An injection of US$8 million by the US into the Philippine coastguard has shone the spotlight on Manila’s maritime strategy amid its ongoing territorial row with Beijing in the South China Sea while also bringing attention to similar fleets of claimant states in the region.
Observers say that coastguard fleet sizes and capabilities in the disputed waterway vary according to each nation’s history and strategic interests, with states such as Indonesia and Malaysia relying more on their navies to deter any foreign incursions.
One analyst argues that many regional countries do not possess adequate fleet sizes for their coastguards.
The Philippines, according to other experts, should hedge its bets on a hybrid strategy of “quiet diplomacy” and “active measures”, such as leveraging on US funding to improve its coastguard capabilities, even if the amount is not expected to yield any long-term boost to its defensive posture against increased Chinese aggression.
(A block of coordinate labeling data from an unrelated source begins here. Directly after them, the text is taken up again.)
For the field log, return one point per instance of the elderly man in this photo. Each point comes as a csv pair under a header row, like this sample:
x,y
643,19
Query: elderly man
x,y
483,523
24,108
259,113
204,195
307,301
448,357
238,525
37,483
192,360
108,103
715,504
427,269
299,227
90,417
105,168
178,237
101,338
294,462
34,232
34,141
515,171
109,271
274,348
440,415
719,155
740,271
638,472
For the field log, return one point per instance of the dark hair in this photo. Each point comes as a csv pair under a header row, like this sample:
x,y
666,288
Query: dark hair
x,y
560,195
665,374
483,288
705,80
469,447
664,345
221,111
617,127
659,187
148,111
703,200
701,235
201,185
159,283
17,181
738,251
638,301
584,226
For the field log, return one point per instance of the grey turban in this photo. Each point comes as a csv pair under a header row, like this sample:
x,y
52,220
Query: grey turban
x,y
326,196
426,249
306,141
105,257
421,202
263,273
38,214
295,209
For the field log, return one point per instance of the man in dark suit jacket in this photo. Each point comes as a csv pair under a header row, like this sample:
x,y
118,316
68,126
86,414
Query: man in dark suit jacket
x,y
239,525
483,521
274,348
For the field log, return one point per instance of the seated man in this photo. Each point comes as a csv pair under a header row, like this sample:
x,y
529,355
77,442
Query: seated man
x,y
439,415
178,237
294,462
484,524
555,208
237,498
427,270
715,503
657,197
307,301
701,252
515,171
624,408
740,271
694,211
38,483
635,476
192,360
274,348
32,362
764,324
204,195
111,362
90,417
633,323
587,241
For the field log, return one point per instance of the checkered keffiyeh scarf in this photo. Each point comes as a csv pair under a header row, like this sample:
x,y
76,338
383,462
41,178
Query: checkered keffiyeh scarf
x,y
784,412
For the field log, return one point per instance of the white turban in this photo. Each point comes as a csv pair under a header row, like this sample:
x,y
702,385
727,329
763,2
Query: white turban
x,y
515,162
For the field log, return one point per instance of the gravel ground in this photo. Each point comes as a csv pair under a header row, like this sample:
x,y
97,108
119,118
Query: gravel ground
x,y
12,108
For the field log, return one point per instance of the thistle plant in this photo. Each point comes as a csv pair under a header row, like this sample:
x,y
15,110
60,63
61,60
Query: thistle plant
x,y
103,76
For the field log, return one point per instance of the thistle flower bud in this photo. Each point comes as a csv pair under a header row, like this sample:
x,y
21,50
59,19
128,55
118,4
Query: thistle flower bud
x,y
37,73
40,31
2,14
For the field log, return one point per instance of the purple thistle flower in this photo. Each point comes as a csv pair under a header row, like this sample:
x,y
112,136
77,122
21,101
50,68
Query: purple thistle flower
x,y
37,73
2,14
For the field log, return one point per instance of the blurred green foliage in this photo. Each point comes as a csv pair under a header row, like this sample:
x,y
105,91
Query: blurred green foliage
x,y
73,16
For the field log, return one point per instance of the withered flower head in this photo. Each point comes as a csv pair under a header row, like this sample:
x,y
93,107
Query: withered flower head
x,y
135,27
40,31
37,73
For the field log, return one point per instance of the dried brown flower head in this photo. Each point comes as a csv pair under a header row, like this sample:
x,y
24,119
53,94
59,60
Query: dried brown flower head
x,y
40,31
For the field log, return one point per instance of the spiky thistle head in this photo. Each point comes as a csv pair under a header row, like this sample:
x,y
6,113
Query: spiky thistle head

On Monday, the US embassy in the Philippines said in a statement that the US$8 million funding would support the Philippine coastguard’s (PCG) “infrastructure enhancements, training programme development and resource acquisition and management planning”.
Chris Gardiner, CEO of the Institute for Regional Security in Canberra, told This Week in Asia that the move was a modest contribution that complemented significant support already provided by Japan to the PCG.